Source: John Palmer (allmusic.com)
Claude Debussy: Prélude à l'après-midi d'un faune / Prelude to the Afternoon of a Faun
Prélude à l'après-midi d'un faune, known in English as Prelude to the Afternoon of a Faun, is a symphonic poem for orchestra by Claude Debussy, approximately 10 minutes in duration. It was first performed in Paris on December 22, 1894, conducted by Gustave Doret. The flute solo was played by Georges Barrère.
Debussy's work later provided the basis for the ballet Afternoon of a Faun choreographed by Vaslav Nijinsky and a later version by Jerome Robbins.
The original orchestral version was completed in 1894, and Debussy reworked it for performance on two pianos in 1895. The work is considered a quintessential example of musical Impressionism, a compositional style popular at the turn of the 20th century that was influenced by the artistic school of the same name.
Prelude to the Afternoon of a Faun is a musical evocation of Stéphane Mallarmé's poem Afternoon of a Faun, in which a faun – a half-man, half-goat creature of ancient Greek legend – awakes to revel in sensuous memories of forest nymphs.
Debussy begins with a sinuous flute melody evocative of a graceful female form. Gently swelling phrases for strings, harp, and horns are soon added. The music proceeds without abrupt shifts; themes blend into each other, slowly rising and falling. The middle section features clarinet and oboe solos before the flute gradually retakes the spotlight. In the final moments, airy touches of percussion from finger cymbals are heard.
Source: en.wikipedia.org | Betsy Schwarm (britannica.com)
Claude Debussy: La mer / The Sea
Claude Debussy's most concentrated and brilliant orchestral work, La Mer, is one of the supreme achievements in the symphonic literature. It is a work of such imagination that it stands apart from traditions and influences, and its modernity can still be felt today, more than 100 years after it was first composed.
The sea Debussy knew, from his childhood visits to Cannes and later travels in Italy, was the Mediterranean. It's a civilized sea, and Debussy caught its moods in all their richness.
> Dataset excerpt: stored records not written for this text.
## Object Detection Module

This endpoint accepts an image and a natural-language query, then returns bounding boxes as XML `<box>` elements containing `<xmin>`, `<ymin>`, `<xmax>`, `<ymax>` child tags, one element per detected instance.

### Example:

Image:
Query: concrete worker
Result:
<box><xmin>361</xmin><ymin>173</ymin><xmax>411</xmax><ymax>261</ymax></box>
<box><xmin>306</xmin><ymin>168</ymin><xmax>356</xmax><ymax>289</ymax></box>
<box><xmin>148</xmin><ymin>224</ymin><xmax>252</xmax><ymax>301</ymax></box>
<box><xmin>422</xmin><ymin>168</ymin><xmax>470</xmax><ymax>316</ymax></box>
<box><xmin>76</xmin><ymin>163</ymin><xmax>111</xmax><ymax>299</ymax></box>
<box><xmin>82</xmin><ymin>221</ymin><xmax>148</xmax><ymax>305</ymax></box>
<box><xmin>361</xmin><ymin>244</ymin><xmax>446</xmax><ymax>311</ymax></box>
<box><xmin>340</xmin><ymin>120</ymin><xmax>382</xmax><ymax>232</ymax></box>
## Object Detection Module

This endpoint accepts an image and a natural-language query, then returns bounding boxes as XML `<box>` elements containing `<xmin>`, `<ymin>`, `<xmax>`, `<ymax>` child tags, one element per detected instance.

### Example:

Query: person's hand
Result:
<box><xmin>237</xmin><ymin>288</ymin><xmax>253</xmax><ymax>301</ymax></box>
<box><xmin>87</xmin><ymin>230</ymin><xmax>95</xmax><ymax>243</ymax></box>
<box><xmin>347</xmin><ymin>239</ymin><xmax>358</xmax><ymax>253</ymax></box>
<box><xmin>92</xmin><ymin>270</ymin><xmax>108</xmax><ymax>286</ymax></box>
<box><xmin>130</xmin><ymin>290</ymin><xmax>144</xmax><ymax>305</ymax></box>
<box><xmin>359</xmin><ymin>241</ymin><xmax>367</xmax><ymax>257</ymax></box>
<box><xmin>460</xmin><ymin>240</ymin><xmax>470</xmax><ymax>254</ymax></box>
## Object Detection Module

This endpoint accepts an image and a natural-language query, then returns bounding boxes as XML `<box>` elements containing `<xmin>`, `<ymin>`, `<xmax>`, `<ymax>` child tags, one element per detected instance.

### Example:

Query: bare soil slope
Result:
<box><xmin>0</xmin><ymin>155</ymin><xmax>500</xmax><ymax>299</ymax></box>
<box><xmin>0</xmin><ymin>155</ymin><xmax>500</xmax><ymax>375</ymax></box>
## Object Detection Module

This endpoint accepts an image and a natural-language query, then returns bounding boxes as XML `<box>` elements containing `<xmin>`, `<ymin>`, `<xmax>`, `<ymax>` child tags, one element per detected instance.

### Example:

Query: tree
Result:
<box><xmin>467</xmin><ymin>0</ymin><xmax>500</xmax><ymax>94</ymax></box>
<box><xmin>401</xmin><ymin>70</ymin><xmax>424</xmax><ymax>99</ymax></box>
He subtitled La Mer "Three Symphonic Sketches", and the names of the movements provide us with verbal suggestions to stimulate our own sense of imagery.
"From Dawn to Midday on the Sea" explores the sometimes subtle, sometimes dramatic changes of atmosphere and lighting that accompany the progress of morning on the water.
"Play of Waves" draws the imagination to the spheres of light and motion. One senses the rocking of the waves, the unexpected shifts of current, the iridescent glint of sunlight on the surface of the water and the mysterious depths teeming with life.
"Dialog of the Wind and the Sea" is at once ominous and urgent: One feels close to the sea's danger, as the orchestra heaves and swells in great washes of sound. A moment of suspenseful calm is reached before a great, final buildup shows the sea in stormy triumph, dazzling and full of elemental force.